Howard Miller Clocks and other fine gift items at Al's Gifts!
GPS Rechargeable Batteries for Timex GPS Watches
AA Wire Die Ace American Wire Die Company
Trail Runner is the newest Timex Bodylink 5c391 GPS Model made specifically for the shocks of trail running.
Green and White Outdoors Landscape Company.
iPod, iPod mini and iPod accessories for the Apple iPod are yours at PodMania.com
Phiar stands a chance to become the hottest company on the planet with a new line of semiconductors that challenge the status-quo!
Borlin Orchids for sale at amazing prices

timex 5f011 bodylink


 How To Keep A Healthy Level Of Insanity
(While Driving The People Around You Insane)


1) At lunch time, sit in your parked car and point a hair dryer at passing cars to see if they slow down.

2) Page yourself over the intercom. (Don't disguise your voice.)

3) Insist that your e mail address is:    xena-goddess-of-fire@companyname.com or
Elvis-the-King@companyname.com

4) Every time someone asks you to do something, ask if they want fries with that.

5) Encourage your colleagues to join you in a little synchronized chair dancing.

6) Put your garbage can on your desk and label it "IN".

7) Develop an unnatural fear of staplers.

8) Put decaf in the coffee maker for 3 weeks. Once everyone has gotten over their caffeine addictions, switch to espresso.

 9) Reply to everything someone says with, "That's what you think."

10) Finish all your sentences with "In accordance with the prophecy."

11) Adjust the tint on your monitor so that the brightness level lights up the entire work area.  Insist to others that you like it that way.

12) Don't use any punctuation

13) As often as possible, skip rather than walk.

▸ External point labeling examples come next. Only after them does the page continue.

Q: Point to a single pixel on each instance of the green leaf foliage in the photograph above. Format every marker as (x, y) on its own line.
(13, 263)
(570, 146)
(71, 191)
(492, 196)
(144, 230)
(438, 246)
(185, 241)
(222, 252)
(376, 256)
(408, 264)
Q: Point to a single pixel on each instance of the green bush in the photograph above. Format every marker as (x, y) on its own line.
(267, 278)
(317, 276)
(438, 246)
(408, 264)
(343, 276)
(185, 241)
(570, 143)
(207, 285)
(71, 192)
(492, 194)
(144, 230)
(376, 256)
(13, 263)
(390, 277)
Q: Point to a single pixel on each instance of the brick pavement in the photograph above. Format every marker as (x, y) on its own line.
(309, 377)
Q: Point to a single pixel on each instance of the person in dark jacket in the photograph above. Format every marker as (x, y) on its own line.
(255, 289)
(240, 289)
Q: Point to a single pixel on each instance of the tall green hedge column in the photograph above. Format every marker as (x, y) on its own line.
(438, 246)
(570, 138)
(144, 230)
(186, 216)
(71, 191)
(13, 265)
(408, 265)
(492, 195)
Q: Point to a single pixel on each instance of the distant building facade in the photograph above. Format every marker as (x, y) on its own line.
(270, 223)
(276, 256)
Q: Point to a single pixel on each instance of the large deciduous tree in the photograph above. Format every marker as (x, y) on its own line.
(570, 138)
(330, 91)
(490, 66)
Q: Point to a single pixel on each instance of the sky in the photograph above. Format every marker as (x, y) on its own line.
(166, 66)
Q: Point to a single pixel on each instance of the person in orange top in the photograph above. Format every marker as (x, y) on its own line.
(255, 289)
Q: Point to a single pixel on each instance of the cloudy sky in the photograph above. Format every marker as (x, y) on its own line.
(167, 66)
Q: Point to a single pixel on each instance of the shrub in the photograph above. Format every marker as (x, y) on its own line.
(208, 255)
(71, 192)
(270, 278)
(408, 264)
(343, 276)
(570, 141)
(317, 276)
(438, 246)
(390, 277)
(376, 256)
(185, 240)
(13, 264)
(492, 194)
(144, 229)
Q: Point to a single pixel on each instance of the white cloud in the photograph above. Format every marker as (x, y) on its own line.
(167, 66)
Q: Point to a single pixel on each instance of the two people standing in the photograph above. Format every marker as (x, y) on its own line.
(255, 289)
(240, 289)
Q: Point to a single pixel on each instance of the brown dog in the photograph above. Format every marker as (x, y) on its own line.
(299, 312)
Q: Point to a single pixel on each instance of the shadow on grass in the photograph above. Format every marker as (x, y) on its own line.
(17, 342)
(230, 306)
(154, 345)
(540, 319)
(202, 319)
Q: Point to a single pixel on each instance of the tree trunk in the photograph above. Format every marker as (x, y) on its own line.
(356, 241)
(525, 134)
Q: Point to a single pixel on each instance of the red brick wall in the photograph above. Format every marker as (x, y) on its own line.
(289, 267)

14) Ask people what sex they are.

15) Specify that your drive-through order is "to go."

16) Sing along at the opera.

17) Go to a poetry recital and ask why the poems don't rhyme.

18) Find out where your boss shops and buy exactly the same outfits. Wear them one day after your boss does. (This is especially effective if your boss is the opposite gender.)

19) Send e-mail to the rest of the company to tell them what you're doing.  For example: "If anyone needs me, I'll be in the bathroom."

20) Put mosquito netting around your cubicle.

21) Five days in advance, tell your friends you can't attend their party because you're not in the mood.

22) Call 911 and ask if 911 is for emergencies.

23) Call the psychic hotline and just say "Guess".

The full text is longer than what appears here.